A pedido da Defensoria Pública, interna transexual da Fundação Casa tem garantido direito a transferência para unidade feminina
“Esta atuação faz parte do compromisso da Defensoria Pública de São Paulo enquanto instituição autônoma e comprometida com os valores do acesso à Justiça e dos Direitos Humanos”
Uma adolescente transexual que cumpre medida socioeducativa na Fundação Casa teve garantido o direito a ser transferida a uma unidade feminina da instituição, após o Tribunal de Justiça paulista (TJSP) atender no dia 2/10 a um pedido feito pela Defensoria Pública de SP.
Proferida pela Câmara Especial do TJSP em recurso de agravo de instrumento formulado pela Defensora Pública Lígia Cintra de Lima Trindade, a decisão também determina que a jovem seja tratada por seu nome social e prenomes femininos, garante que ela mantenha os cabelos longos, possa vestir roupas femininas e seja revistada por mulheres.
A Defensoria Pública argumentou que ela não se identifica com o sexo biológico (masculino), possui todas as características femininas e se comporta como mulher, fazendo com que sua presença em uma unidade masculina da Fundação Casa lhe cause constrangimento, sofrimento e humilhação.
No recurso, a Defensoria também afirma que, conforme o princípio constitucional da dignidade humana e com os Princípios de Yogyakarta – que orientam a aplicação da legislação internacional de direitos humanos em relação a orientação sexual e identidade de gênero – a jovem tem direito a ser reconhecida como mulher e, assim, receber o mesmo tratamento a elas destinado.
Os direitos fundamentais à vida privada e à intimidade, previstos na Constituição, também são apontados como base para o pedido, por englobarem a identidade de gênero.
Além disso, a manutenção da garota em unidade masculina viola a Lei Estadual nº 10.498, que dispõe sobre a obrigatoriedade de notificação compulsória de maus-tratos em crianças e adolescentes; e a Resolução Conjunta nº 01 dos Conselhos Nacionais de Combate à Discriminação e de Política Criminal e Penitenciária, que garante às pessoas transexuais ou travestis presas o direito a serem chamadas por nome social e tratamento às mulheres transexuais compatível com o concedido às demais mulheres.
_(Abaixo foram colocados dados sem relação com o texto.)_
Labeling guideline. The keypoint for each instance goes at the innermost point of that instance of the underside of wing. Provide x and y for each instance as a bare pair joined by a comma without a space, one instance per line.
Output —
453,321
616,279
A Defensoria Pública argumentou que essa disposição se aplica ao caso pois, conforme o Sinase (Sistema Nacional de Atendimento Socioeducativo), adolescentes não podem receber tratamentos mais severos que os adultos.
Decisão
A Desembargadora relatora do caso, Lidia Conceição, escreveu em sua decisão que “os direitos fundamentais à individualidade e à intimidade, sob a ótica da dignidade da pessoa humana”, garantem proteção à orientação sexual e à identidade de gênero da jovem, lembrando o artigo 124, inciso V, do Estatuto da Criança e do Adolescente, que garante tratamento com respeito aos adolescentes privados de liberdade.
De acordo com a decisão, a manutenção da garota em unidade masculina “implica clara violação à intimidade e à liberdade de expressar-se com sua identidade e dignidade, garantia que não se reduz à autorização de higienização e repouso isoladamente, pois permanece em cumprimento de medida socioeducativa em regime de internação em que submetida a todas as demais atividades cotidianas em ambiente exclusivamente masculino, com o qual não se identifica por possuir autoimagem feminina. Neste caso, portanto, de rigor a sua transferência a uma unidade feminina da Fundação Casa”.